This probably belongs in https://bugs.chromium.org/p/monorail but I don't know if there's a way to RestrictViewGoogle for bugs there, if we wanted to keep this private.

That said, this seems likely to be by-design. If I use an google.com account to get a token for Bugs.chromium.org and I later log out of that account on google.com, it's not clear why or how that should expire the token granted for bugs.chromium.org. Supporting cross-origin logout would require revalidation of tokens with the original authentication authority on every page load, which isn't scalable or robust.

Hello elawre...@chromium.org, Google Security Team,

I too wasn't quite sure regarding the available Privacy controls on the monorail and thus reported the issue here.

Also "By-design"??? If that is so, then similarly the granted tokens shouldn't expire for other google domains as well, eg. "wallet.google.com".

1) bugs.chromium.org implements cross-origin login, similar to several other google owned products and services.
2) All other google owned products and services implement cross-origin logout and also require re-validation of tokens with the original authentication authority on every page load, for obvious security reasons. 
3) Why should bugs.chromium.org be any different then? 

Somehow I fail to agree with the reasoning of "isn't scalable or robust" as it cannot justify unsafe security measures. Furthermore Google and its engineers are well-known for their ability to scale, and I am not only sure but confident that with a little effort this issue can be easily fixed.

Eagerly awaiting your reply.

Thanks & Regards,
~ Kushal.

+cc Chrome Infra/Monorail people for their thoughts.

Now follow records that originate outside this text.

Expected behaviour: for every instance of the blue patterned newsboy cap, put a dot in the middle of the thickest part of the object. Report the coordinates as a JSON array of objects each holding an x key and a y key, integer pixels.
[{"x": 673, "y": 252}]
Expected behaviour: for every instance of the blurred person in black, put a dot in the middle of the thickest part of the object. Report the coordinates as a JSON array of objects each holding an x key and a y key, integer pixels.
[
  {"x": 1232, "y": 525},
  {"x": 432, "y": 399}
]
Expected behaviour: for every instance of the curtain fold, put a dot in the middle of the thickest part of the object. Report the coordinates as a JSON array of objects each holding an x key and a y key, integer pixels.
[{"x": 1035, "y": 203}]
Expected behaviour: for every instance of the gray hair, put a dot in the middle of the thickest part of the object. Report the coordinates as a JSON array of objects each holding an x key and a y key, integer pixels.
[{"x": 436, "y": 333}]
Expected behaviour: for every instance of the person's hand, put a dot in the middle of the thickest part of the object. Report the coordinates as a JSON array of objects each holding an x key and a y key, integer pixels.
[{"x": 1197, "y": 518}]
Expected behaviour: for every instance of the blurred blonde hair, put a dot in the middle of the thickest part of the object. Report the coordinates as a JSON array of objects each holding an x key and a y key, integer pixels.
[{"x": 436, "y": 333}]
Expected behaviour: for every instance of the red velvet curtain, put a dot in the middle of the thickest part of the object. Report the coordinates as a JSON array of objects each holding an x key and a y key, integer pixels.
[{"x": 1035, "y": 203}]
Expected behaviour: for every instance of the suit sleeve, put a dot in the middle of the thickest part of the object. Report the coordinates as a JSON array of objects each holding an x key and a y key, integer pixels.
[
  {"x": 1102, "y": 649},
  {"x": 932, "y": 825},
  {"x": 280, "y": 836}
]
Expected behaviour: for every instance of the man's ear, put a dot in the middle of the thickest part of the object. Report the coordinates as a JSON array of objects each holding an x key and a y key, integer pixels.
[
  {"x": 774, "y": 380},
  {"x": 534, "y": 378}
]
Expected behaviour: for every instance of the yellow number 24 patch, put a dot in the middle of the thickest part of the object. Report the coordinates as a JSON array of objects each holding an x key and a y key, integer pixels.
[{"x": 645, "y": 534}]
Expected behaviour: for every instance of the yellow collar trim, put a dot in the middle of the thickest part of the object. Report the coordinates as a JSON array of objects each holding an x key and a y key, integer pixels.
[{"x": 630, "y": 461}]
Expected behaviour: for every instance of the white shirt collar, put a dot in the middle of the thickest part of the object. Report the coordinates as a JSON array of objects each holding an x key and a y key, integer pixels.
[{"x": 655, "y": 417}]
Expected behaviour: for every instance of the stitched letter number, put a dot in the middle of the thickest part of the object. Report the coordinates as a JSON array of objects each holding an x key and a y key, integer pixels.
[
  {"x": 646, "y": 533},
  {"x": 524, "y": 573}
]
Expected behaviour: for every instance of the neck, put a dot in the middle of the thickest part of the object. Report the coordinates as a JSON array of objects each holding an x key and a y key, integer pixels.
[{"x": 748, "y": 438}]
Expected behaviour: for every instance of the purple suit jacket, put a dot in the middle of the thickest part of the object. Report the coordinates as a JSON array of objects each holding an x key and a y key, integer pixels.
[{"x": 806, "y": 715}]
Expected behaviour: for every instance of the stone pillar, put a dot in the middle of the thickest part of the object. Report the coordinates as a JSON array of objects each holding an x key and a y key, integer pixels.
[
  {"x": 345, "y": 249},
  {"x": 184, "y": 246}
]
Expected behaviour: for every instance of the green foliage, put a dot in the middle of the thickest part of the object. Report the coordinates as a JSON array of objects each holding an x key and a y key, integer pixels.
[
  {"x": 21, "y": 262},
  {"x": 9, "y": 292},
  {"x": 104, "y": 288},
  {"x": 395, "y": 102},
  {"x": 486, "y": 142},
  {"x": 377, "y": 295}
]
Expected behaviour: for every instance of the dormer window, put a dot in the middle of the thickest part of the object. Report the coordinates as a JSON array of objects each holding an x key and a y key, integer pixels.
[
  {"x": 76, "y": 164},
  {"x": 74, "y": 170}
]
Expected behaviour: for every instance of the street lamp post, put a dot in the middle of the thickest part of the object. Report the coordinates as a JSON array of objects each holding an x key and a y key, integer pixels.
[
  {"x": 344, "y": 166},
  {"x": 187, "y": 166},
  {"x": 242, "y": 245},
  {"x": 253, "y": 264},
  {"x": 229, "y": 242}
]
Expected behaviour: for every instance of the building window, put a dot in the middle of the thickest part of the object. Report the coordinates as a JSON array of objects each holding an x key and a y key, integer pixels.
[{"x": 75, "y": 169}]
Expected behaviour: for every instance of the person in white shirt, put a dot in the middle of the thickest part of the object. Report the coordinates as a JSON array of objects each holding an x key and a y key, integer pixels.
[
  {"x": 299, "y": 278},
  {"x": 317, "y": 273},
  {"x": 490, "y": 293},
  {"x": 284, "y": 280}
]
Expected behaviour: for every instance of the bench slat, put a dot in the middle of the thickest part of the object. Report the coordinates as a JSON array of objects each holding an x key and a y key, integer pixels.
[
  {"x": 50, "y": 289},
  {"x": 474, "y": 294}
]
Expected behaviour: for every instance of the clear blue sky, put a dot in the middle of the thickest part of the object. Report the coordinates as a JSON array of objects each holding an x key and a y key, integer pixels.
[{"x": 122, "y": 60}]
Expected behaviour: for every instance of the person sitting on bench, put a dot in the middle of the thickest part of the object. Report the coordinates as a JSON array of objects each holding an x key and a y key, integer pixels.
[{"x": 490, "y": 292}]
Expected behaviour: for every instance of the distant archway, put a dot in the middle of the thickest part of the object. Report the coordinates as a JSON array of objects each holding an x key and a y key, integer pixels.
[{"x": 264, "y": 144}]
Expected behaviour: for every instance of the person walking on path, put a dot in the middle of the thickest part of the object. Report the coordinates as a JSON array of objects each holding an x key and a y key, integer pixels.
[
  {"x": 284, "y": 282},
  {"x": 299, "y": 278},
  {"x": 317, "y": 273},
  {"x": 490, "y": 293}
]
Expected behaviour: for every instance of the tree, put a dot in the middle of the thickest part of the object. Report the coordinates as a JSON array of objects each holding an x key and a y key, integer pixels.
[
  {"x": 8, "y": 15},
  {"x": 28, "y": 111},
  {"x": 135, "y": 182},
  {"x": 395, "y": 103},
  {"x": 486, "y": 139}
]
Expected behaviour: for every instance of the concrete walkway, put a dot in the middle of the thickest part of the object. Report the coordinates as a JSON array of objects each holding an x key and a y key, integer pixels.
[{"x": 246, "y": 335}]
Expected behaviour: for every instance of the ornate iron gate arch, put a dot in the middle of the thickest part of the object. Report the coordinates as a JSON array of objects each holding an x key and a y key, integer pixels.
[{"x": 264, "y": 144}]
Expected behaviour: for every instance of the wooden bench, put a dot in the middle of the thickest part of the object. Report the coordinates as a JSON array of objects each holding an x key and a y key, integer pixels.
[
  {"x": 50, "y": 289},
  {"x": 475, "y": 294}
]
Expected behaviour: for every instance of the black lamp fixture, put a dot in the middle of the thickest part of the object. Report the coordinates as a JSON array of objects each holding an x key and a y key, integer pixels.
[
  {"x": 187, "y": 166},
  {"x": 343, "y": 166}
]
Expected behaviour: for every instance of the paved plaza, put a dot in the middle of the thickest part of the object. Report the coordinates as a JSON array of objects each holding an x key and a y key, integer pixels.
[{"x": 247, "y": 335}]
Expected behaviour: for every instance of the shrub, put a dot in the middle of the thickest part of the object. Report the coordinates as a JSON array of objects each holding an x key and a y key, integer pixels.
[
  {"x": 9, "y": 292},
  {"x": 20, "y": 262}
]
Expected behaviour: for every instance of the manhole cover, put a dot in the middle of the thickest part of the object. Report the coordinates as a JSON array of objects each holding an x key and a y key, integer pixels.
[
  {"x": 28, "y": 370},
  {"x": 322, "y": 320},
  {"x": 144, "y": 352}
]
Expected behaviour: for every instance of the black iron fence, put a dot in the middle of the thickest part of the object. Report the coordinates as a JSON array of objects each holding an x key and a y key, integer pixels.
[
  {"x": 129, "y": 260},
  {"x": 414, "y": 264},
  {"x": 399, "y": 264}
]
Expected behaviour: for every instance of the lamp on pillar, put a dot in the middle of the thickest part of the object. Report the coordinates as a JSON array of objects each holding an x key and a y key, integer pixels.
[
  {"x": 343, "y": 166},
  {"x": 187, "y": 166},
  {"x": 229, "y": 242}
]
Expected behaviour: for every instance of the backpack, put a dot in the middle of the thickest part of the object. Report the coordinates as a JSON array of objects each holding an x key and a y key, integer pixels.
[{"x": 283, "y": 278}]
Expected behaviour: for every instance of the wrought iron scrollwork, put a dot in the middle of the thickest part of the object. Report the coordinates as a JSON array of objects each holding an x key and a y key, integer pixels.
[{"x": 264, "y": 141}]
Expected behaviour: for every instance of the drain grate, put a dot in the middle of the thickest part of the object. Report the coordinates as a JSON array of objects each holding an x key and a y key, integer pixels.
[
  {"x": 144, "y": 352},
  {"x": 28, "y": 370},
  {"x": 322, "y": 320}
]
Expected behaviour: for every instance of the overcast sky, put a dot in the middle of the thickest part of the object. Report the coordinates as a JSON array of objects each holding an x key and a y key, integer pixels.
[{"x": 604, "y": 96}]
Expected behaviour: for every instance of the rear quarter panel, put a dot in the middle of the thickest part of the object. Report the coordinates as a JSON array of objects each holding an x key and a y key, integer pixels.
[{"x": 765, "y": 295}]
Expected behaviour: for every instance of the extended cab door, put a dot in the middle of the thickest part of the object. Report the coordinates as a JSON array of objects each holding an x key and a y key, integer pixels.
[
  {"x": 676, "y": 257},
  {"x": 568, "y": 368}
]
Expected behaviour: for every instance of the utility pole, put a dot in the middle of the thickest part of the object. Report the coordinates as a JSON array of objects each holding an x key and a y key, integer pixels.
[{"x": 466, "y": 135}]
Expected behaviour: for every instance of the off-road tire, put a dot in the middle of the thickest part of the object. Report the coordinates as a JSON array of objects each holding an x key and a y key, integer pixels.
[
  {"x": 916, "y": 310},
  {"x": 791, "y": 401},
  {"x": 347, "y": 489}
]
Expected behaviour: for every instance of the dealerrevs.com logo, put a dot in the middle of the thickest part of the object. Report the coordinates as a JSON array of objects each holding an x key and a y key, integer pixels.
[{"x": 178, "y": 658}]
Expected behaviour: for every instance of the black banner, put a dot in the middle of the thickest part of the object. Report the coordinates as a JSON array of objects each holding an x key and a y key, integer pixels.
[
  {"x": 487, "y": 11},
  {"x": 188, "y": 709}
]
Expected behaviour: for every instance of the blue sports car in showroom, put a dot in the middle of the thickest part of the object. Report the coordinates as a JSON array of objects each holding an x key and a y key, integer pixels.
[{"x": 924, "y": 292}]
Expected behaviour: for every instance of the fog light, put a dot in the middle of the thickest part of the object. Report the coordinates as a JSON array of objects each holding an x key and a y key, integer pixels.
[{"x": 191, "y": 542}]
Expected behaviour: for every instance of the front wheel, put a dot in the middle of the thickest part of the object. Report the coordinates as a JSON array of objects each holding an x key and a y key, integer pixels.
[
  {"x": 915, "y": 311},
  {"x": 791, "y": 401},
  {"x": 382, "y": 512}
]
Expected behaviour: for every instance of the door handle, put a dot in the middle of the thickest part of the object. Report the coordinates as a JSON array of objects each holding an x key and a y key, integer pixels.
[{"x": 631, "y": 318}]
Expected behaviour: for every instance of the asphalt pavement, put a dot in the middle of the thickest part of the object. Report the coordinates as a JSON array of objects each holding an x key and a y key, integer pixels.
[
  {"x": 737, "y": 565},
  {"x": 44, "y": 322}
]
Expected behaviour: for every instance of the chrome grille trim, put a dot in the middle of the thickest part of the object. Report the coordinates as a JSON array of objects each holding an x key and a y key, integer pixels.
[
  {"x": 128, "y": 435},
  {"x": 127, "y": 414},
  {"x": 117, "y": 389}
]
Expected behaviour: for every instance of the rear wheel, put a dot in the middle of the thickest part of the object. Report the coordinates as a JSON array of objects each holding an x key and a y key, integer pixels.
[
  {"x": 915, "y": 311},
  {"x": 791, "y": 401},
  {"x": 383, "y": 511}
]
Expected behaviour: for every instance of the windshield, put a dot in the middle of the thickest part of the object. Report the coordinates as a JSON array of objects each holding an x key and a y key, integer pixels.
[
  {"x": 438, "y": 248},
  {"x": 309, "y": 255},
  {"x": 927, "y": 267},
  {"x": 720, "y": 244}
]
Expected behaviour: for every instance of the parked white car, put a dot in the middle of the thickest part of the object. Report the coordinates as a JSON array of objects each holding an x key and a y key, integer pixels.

The need for physical access to exploit this vulnerability greatly mitigates its impact.

Monorail is just a GAE app, we only know that the user is signed in or out based on what GAE tells us.  So, I'll try to repro this to understand it and then pass it on to the GAE team.

@dominickn,

I agree that the example scenario mentioned above might seem to need physical access.

BUT, for an attacker, this issue can be easily exploited remotely by convincing the victim to login into his/her gmail account (for eg. to create an account on some site using victim's gmail credentials) and simultaneously logging into victim's chromium bug-tracking profile (via an invisible iframe) and accessing victim's private reports. 

In that case, there is no need for physical access to exploit this vulnerability and thus does not mitigate its impact at all.

The victim might innocently logout of his/her gmail account after said operation, but the attacker would have access to victim's private reports on bugs.chromium.org and the attacker can download PoC's and view/modify/update these reports at leisure.

I repro'd this behavior on bugs.chromium.org, codereview.chromium.org, and monorail-prod.appspot.com.   So, it does not seem to be monorail-specific or specific to appengine custom domains.    I do not see the same behavior between mail.google.com and docs.google.com, so it is a difference between appengine and those other google products.

After a lot of searching for existing internal bug reports and where to report it, I gave up and just posted to the GAIA users group to see if this is considered a defect or WAI by them.

The feedback that I got is that it is working as intended for the session to last up to 5 minutes after signing out on gmail.com.  I tried it and found that I was in fact signed out on appengine after 5 minutes.

Hello jrobb...@chromium.org, Google Security Team,

Firstly, I would like to thank you for responding so quickly, I sincerely appreciate it.

Secondly, I noticed some "interesting" labels like "WontFix" and "Security_Impact-None", which I believe no serious Info-Sec individual would agree to.

If I were to follow from comment 7 & comment 8, then this appears to be WAI(Working as Intended) by the GAIA , Monorail and GAE teams at Google and in that case I would like to request you to remove Security Restrictions and assign this report "allpublic" label. 

BUT, in the case that my inference(from c#7 & c#8) is wrong and instead you do acknowledge the vulnerability and fix it, then the status cannot be "WontFix".

Nonetheless, I am sharing along with a video confirming the issue(which you already reproduced as per c#7) in the attached password-less zip file and am also sharing the dropbox link for any individual who would like to view this vulnerability, that is if it isn't fixed.

DropBox Link:- https://www.dropbox.com/s/hza2frgndj9i641/Final%20Video%20to%20send%20to%20Google.avi?dl=0

Eagerly awaiting your reply in earnest.

Thanks & Regards,
~ Kushal.

@jrobb..., could you kindly respond?

elawrence: I'll let you decide if you want to keep this issue restricted or not.